Patrick Flaherty

Patrick FlahertyPatrick Flaherty
Senior director, integrated performance solutions and transformational economics, UPMC, Pittsburgh, Pa.

UPMC is an IDN that consists of more than 22 hospitals; 4,700 licensed beds; 400 clinical locations; 17 senior living communities; $2.6 billion annual spend on supplies, equipment and services.


When Patrick Flaherty joined UPMC’s largest facility, Presbyterian University Hospital, in 1994, he was engaged in technical writing and public relations while completing an undergraduate degree in pursuit of a Juris Doctorate. Today, he leads UPMC’s core systems’ support team, which manages day-to-day operations for four enterprise resource planning and warehouse management systems. He also oversees e-commerce and content, as well as PMO groups, and develops programmatic approaches and contract strategies to address the transition in healthcare from volume to value.

 

The Journal of Healthcare Contracting: What has been the most challenging and rewarding project you have been involved in recently?

Patrick Flaherty: One of my most interesting projects has addressed ways in which an IDN can legally offer benefits to non-owned facilities. Factors such as the Affordable Care Act, increased co-pays and heightened regulatory requirements are leading to significant fiscal instability for independent acute care facilities across the country. Our goal has been to evaluate the best services for delivering operational relief to enable independent facilities to remain financially viable. The project, which included supply chain senior leaders and a group of attorneys that specialize in antitrust and anticompetitive laws and regulations, constructed strategic guidelines and structures that permit contracting models that are not restricted to a typical GPO approach.

 

JHC: Describe a project you look forward to implementing in the next year or two.

Flaherty: We are participating in a project that involves developing a significant part of a cardiovascular information system. We are leveraging our e-commerce technology and the populated cardiology products, all of which have been augmented with additional strategic item level attributes. In addition, we are working with our revenue cycle department to create a process that permits us to apply charge codes to each item, rather than the traditional approach. We believe this process has significant opportunity for expansion into an integrated process across EMR, billing, MMIS and ERP systems.

 

JHC: What is the most important quality you look for in a supplier partner?

Flaherty: I look for integrity and must be able to trust the accuracy (with regard to content and intent) of what is being discussed. I also look for accountability, particularly given these times of unprecedented transformation in healthcare. Historically, suppliers have provided very little in the way of performance warranties, preferring that providers bear the risk that the cost of products is justified by their incremental benefit to patients. The ability of suppliers to join providers in offering patients better outcomes and lower costs is core to transformative healthcare.

 

JHC: What is the greatest change we can expect to see in healthcare contracting in the next five years?
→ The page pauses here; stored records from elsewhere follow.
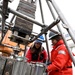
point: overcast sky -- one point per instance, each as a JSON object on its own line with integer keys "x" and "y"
{"x": 66, "y": 7}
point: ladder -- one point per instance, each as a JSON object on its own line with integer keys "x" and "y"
{"x": 45, "y": 28}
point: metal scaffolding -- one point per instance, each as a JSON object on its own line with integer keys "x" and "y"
{"x": 45, "y": 28}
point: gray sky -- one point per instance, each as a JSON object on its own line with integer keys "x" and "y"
{"x": 66, "y": 7}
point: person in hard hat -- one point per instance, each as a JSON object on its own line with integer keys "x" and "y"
{"x": 36, "y": 52}
{"x": 61, "y": 63}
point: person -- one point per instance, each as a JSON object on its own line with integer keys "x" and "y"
{"x": 61, "y": 63}
{"x": 36, "y": 52}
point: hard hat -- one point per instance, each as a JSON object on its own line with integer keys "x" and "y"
{"x": 40, "y": 39}
{"x": 52, "y": 34}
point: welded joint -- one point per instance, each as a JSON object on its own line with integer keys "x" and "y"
{"x": 65, "y": 26}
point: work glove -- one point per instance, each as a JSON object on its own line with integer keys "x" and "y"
{"x": 41, "y": 56}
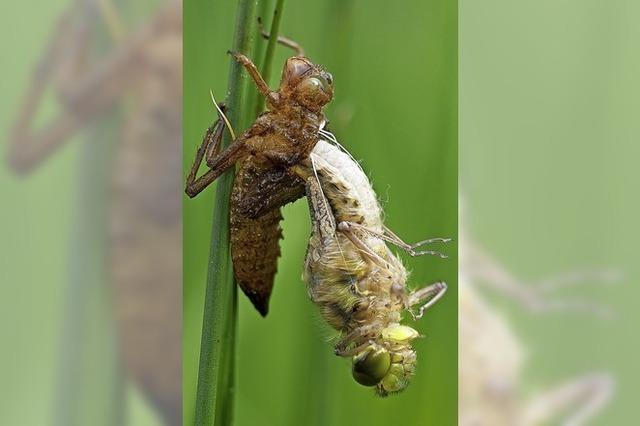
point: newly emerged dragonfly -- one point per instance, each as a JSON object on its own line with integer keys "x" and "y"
{"x": 353, "y": 277}
{"x": 280, "y": 138}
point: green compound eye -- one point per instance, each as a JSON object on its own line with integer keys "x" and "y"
{"x": 371, "y": 366}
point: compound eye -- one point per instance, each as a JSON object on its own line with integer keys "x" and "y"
{"x": 296, "y": 67}
{"x": 371, "y": 366}
{"x": 312, "y": 84}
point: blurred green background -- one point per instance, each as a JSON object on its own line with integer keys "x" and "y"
{"x": 58, "y": 356}
{"x": 549, "y": 101}
{"x": 395, "y": 69}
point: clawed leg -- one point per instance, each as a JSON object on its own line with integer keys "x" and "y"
{"x": 589, "y": 394}
{"x": 392, "y": 238}
{"x": 218, "y": 164}
{"x": 431, "y": 293}
{"x": 287, "y": 42}
{"x": 251, "y": 68}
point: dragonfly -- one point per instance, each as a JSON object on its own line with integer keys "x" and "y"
{"x": 278, "y": 139}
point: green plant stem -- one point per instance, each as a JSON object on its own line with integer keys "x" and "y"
{"x": 257, "y": 56}
{"x": 214, "y": 395}
{"x": 271, "y": 48}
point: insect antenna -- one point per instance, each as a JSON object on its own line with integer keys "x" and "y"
{"x": 224, "y": 117}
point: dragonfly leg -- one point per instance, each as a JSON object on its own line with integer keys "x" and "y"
{"x": 287, "y": 42}
{"x": 218, "y": 163}
{"x": 392, "y": 238}
{"x": 431, "y": 294}
{"x": 251, "y": 68}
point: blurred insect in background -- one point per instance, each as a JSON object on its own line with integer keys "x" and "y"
{"x": 352, "y": 276}
{"x": 279, "y": 138}
{"x": 144, "y": 248}
{"x": 491, "y": 357}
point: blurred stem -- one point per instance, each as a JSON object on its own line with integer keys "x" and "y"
{"x": 271, "y": 48}
{"x": 214, "y": 396}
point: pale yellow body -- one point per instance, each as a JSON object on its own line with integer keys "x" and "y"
{"x": 360, "y": 290}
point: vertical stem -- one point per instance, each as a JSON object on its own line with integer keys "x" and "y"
{"x": 271, "y": 47}
{"x": 214, "y": 396}
{"x": 258, "y": 52}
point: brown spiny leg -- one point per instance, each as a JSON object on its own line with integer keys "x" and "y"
{"x": 287, "y": 42}
{"x": 251, "y": 68}
{"x": 588, "y": 394}
{"x": 219, "y": 163}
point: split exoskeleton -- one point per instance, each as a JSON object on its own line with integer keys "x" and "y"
{"x": 357, "y": 282}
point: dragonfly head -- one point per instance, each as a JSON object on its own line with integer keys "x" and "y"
{"x": 388, "y": 367}
{"x": 307, "y": 84}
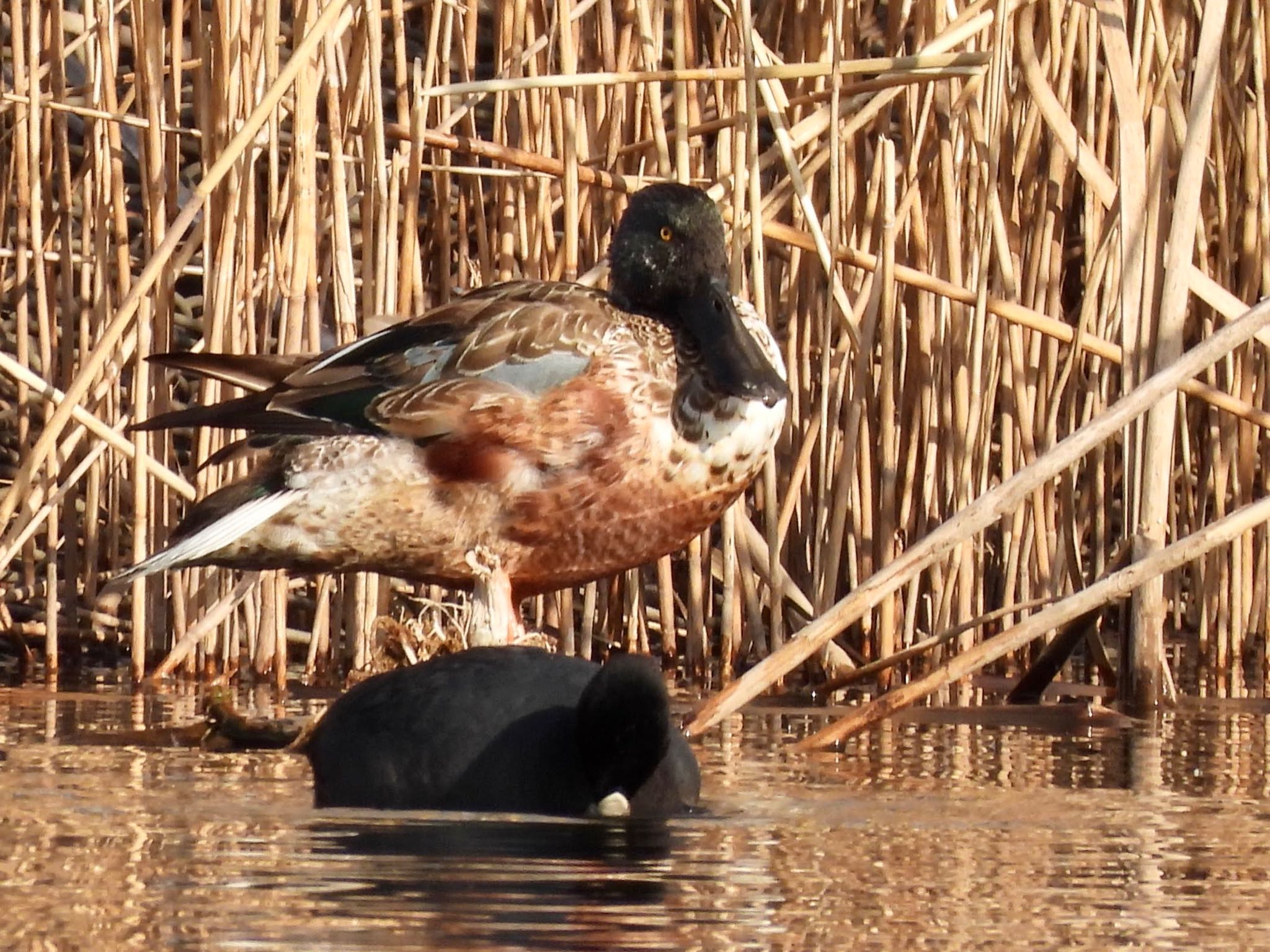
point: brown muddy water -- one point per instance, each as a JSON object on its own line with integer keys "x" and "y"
{"x": 915, "y": 837}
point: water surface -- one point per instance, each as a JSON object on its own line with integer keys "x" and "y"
{"x": 915, "y": 837}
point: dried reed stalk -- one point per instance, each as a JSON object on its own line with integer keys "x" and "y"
{"x": 948, "y": 215}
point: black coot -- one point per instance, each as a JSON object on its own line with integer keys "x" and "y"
{"x": 511, "y": 729}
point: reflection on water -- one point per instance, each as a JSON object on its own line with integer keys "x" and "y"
{"x": 915, "y": 837}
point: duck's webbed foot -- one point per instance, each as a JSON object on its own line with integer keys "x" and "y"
{"x": 495, "y": 617}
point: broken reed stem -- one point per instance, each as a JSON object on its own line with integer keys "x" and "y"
{"x": 978, "y": 516}
{"x": 1113, "y": 587}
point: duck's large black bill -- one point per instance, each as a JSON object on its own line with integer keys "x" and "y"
{"x": 733, "y": 359}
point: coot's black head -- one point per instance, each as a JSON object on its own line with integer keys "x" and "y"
{"x": 668, "y": 260}
{"x": 624, "y": 738}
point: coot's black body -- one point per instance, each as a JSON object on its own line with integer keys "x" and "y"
{"x": 510, "y": 729}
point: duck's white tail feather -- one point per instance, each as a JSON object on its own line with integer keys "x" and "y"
{"x": 213, "y": 537}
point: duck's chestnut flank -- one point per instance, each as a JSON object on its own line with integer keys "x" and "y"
{"x": 567, "y": 432}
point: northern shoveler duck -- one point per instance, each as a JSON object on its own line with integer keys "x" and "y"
{"x": 559, "y": 431}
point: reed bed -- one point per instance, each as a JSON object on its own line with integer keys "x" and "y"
{"x": 974, "y": 230}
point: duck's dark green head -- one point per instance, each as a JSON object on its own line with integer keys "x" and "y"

Flaherty: We need to address the real drivers of increasing product costs which continually add to the burden of care. All parties must collaborate on lowering the cost of sales and care. We need to create universally accepted performance metrics that consider the incremental benefit of one product over another. And, we need to reconcile the movement toward population-management goals, which have the predilection to design and purchase products with marginal performance improvements.